Par-delà le nombre de régions susceptibles d'être perdues par la droite au lendemain du deuxième tour, le premier tour, le seul où l'opinion des électeurs n'est pas transformée par les éliminations ou les fusions, constitue un désaveu pour le gouvernement Raffarin et pour Chirac. Par rapport aux élections régionales précédentes, la droite recule de 35,85% à 34,96% et le total des listes de gauche -regroupant les listes communes à tout ou partie de l'ex-gauche plurielle, ainsi que les quelques listes séparées du Parti Communiste et des Verts- atteint 40,31% des voix, dépassant les 36,48% des régionales de 1998 et aussi les 32,45% calamiteux des quatre candidats se revendiquant du gouvernement Jospin au premier tour de la présidentielle de 2002 (37,78% si on compte Chevènement, devenu critique sur le tard).

La droite paie la politique du gouvernement Raffarin

Alors qu'aux régionales de 1998 la gauche, avec 7812222 voix, ne dépassait en métropole les 7677289 voix de la droite que de 134933 voix, cette fois-ci le décalage est plus fort puisque, avec plus de 9486362 voix, la gauche dépasse la droite (8226947 voix) de 1259415 voix.

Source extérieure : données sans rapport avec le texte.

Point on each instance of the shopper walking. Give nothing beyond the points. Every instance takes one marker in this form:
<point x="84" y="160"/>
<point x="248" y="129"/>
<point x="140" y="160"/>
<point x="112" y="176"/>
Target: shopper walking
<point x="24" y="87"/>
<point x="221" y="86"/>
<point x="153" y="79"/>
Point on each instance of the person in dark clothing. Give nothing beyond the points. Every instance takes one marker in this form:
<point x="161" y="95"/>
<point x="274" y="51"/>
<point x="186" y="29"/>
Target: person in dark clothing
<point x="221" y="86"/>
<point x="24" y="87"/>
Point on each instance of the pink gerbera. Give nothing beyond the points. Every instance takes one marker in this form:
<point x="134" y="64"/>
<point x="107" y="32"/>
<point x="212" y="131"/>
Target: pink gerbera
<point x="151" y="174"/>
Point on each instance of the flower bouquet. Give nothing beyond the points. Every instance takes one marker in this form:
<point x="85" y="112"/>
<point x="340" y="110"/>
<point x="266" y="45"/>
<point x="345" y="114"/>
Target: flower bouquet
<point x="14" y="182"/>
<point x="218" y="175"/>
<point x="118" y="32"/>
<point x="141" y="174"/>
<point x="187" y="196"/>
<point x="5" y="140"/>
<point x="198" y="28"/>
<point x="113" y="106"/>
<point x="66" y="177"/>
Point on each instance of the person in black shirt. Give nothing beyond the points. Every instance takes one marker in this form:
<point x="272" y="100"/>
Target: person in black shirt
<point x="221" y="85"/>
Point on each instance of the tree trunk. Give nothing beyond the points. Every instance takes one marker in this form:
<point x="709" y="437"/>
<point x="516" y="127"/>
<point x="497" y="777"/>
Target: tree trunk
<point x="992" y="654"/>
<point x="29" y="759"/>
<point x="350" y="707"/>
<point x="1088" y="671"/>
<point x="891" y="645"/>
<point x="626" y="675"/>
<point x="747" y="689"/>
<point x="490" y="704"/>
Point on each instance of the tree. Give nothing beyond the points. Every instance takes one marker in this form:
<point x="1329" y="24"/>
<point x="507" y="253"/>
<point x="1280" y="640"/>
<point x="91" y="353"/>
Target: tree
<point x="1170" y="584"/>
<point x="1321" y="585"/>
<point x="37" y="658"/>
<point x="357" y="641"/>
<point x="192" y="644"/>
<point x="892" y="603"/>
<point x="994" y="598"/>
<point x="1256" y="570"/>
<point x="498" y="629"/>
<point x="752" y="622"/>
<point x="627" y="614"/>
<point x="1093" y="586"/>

Tous les commentateurs ont parlé de vote-sanction, et à juste titre. A force de mener une politique ouvertement contre les intérêts des classes populaires en s'en prenant, pêle-mêle, aux retraites et aux retraités, aux chômeurs, aux services publics et à leur personnel, aux enseignants, aux chercheurs, le gouvernement Chirac-Raffarin a suscité une réaction. Il arrive que les gouvernants paient aux élections le prix de leur politique... Jospin en sait quelque chose! Tant mieux. Mais la sanction n'est jamais très lourde tant que les déplacements des voix se font entre grands partis qui se succèdent alternativement au pouvoir et que la déception à l'égard des gouvernants en place est canalisée par ceux qui ont déçu hier.

C'est bien le cas cette fois. Le rejet électoral de la droite au gouvernement a profité, pour l'essentiel, aux partis de gauche. Mais cela ne représente pas vraiment une poussée à gauche, et il faut rappeler que la droite et l'extrême droite prises ensemble restent largement majoritaires dans l'électorat. Par ailleurs si, en pourcentage, la gauche progresse fortement par rapport au premier tour de la présidentielle, sa progression en nombre de voix est relativement modeste.

Ce que l'on peut en conclure c'est que, parmi toutes les options possibles pour manifester leur mécontentement à l'égard du gouvernement Chirac-Raffarin -vote à l'extrême gauche, vote pour le Parti Socialiste, abstention ou vote de désespoir aveugle en direction du Front National-, la protestation des classes populaires s'est exprimée par le vote en faveur des listes de l'ex-gauche plurielle.

Cela ne signifie pas nécessairement que la gauche a retrouvé du crédit dans les classes populaires, ni que celles-ci ont oublié sa politique pendant les cinq ans où elle a dirigé le pays. Cela signifie seulement que, aux yeux des électeurs, voter pour la gauche est apparu la façon la plus efficace d'exprimer son aversion pour la droite.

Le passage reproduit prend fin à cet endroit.